Susan Granger's review of 'The Railway Man'
Published 10:44 am, Saturday, May 24, 2014
Dealing with severe post-traumatic stress is the theme of this British drama based on the late Eric Lomax's best-selling 1995 autobiographical novel.
Set in Berwick-upon-Tweed in England in 1980, self-professed train enthusiast Lomax (Colin Firth) is a former British Army officer, a signals engineer, who is still haunted by excruciating experiences during his interment at a Japanese labor camp during World War II. Married to an empathetic nurse, Patti (Nicole Kidman), whom he met on a train to Scotland, he discovers that Nagase (Hiroyuki Sanada), the Japanese soldier who brutally tortured and tormented him, is now working as a tour guide at the same Kempeitai Internment Camp, which became a war museum. That launches vivid memories of his capture in Singapore in 1942 and how young Lomax (Jeremy Irvine) and his fellow prisoners became slave laborers, forced to build Bridge 277 on the Burma-Siam Railroad, nicknamed the "death railway," which later inspired "The Bridge on the River Kwai."

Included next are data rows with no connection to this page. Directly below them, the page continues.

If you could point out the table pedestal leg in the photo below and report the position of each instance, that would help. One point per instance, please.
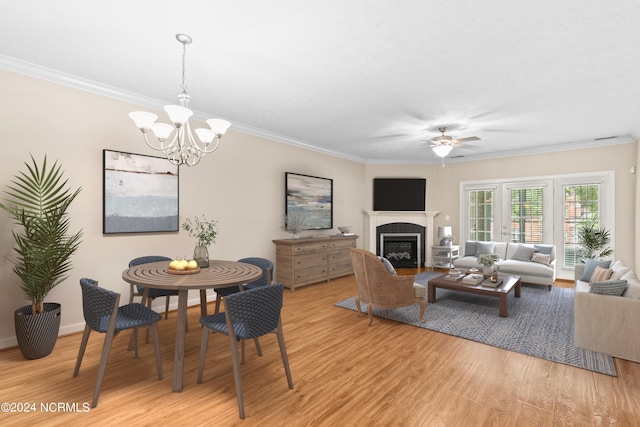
(181, 329)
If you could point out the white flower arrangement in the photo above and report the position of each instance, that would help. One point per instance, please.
(488, 259)
(203, 230)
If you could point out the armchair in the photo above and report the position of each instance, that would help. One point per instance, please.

Young Imperial Army translator Nagase (Tanroh Ishida) was a sadist, relentlessly beating emaciated Lomax and subjecting him to a forerunner of water-boarding by attaching a hose to his mouth after Lomax used pilfered parts to build a contraband radio to listen to the BBC.
Intending to wreak long-suppressed, murderous revenge,
elderly Lomax visits the museum, reveals his identity and
proceeds to confront and interrogate Nagase, who doesn't think of himself as a war criminal.
Adapted by Andy Paterson and Frank Cottrell Boyce and perhaps too respectfully directed by Jonathan Teplitzky ("Burning Man"), its dramatic effectiveness is hampered by lack of suspenseful structure and starchy reticence, which not only forces Patti to rely on recollections from fellow P.O.W. Finlay (Stellan Skarsgard) but also dilutes Lomax's compassionate forgiveness.
Firth ("The King's Speech") captures Lomax's calibrated emotional repression, as does Irvine ("War Horse"), while Kidman satisfies in a somewhat thankless role.
On the Granger Movie Gauge of 1 to 10, "The Railway Man" is an anguished 7, culminating with the surprising consequences of their reunion, which resulted in the documentary "Enemy, My Friend."